Originally Posted by
gameover
nah it's not a problem, the weight on the scale at 1mm compression is around 200-300g and to compress the spring to 5mm takes close to 1500g (in some cases more). 1-2 grams error doesn't matter in the slightest.
the absolute load on the spring is not critical, actually when i calculate the final rate i ignored the first reading at 0.5mm to remove the variation. It takes the same weight to compress the spring from 1.0mm - 1.5mm as it does from 4.5mm to 5.0mm, its only the relative difference that is important for these linear springs.
You qoute values such as 2.93N/mm. This means you need to apply a weight of 2.93/9.81=0.29 grams to achieve a deflection of 1mm. If your scale can not measure this accurately, your results may be off by Newtons (not fractions thereof). I had to use only two decimal places because you don't give four.

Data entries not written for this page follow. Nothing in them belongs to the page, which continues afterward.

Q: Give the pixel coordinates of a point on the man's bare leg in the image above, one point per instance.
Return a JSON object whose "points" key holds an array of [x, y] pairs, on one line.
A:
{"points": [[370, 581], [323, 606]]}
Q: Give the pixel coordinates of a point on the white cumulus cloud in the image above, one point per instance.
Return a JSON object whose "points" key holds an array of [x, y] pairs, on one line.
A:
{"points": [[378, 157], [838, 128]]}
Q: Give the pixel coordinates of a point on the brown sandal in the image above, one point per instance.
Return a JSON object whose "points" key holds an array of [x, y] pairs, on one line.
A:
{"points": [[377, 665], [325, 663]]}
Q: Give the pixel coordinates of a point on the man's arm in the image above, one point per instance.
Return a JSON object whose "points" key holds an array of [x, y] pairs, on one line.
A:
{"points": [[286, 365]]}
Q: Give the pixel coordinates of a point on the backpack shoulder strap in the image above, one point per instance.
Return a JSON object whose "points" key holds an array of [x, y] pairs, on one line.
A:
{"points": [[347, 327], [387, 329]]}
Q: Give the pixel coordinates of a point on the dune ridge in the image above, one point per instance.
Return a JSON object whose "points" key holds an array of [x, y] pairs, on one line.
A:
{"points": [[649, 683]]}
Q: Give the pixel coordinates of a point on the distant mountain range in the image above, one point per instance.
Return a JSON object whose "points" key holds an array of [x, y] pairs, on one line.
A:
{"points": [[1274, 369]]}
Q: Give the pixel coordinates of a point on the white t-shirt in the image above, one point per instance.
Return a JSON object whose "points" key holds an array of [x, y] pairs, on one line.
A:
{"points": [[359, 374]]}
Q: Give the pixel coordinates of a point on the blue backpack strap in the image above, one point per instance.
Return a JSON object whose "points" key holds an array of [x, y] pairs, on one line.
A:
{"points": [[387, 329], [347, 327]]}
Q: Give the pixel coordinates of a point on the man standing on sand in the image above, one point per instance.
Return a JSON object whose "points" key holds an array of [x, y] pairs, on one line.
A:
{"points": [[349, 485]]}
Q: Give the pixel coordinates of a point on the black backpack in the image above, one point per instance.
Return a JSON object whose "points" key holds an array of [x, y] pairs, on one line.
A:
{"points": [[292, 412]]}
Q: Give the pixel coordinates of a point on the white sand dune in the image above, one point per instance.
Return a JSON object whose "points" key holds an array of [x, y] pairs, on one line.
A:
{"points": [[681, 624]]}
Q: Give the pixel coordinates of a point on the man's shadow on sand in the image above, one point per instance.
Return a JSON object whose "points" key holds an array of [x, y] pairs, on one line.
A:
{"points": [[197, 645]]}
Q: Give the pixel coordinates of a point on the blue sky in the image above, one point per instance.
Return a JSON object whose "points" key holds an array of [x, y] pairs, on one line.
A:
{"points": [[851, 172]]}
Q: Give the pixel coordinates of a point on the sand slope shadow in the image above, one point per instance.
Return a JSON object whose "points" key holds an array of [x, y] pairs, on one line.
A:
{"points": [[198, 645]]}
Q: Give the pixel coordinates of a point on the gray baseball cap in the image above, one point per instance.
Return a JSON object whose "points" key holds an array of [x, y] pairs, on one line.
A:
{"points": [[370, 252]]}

Your comment relates to obtaining the elastic constant of your spring, which on your graph is the slope of the line, but I am arguing that if your experimentally determined points have errors of a few grams, that line can vary in its slope hugely because of this indetermination. Try to plot each point with its error bars and then see how many lines can fit through these error intervals and you'll understand what I mean. Come to think of it, you really need the calibration curve of your scale to be able to claim you have determined the spring constant to that accuracy.
Not to say the companies selling us their spring do any of this. I just take their values as orientation at best.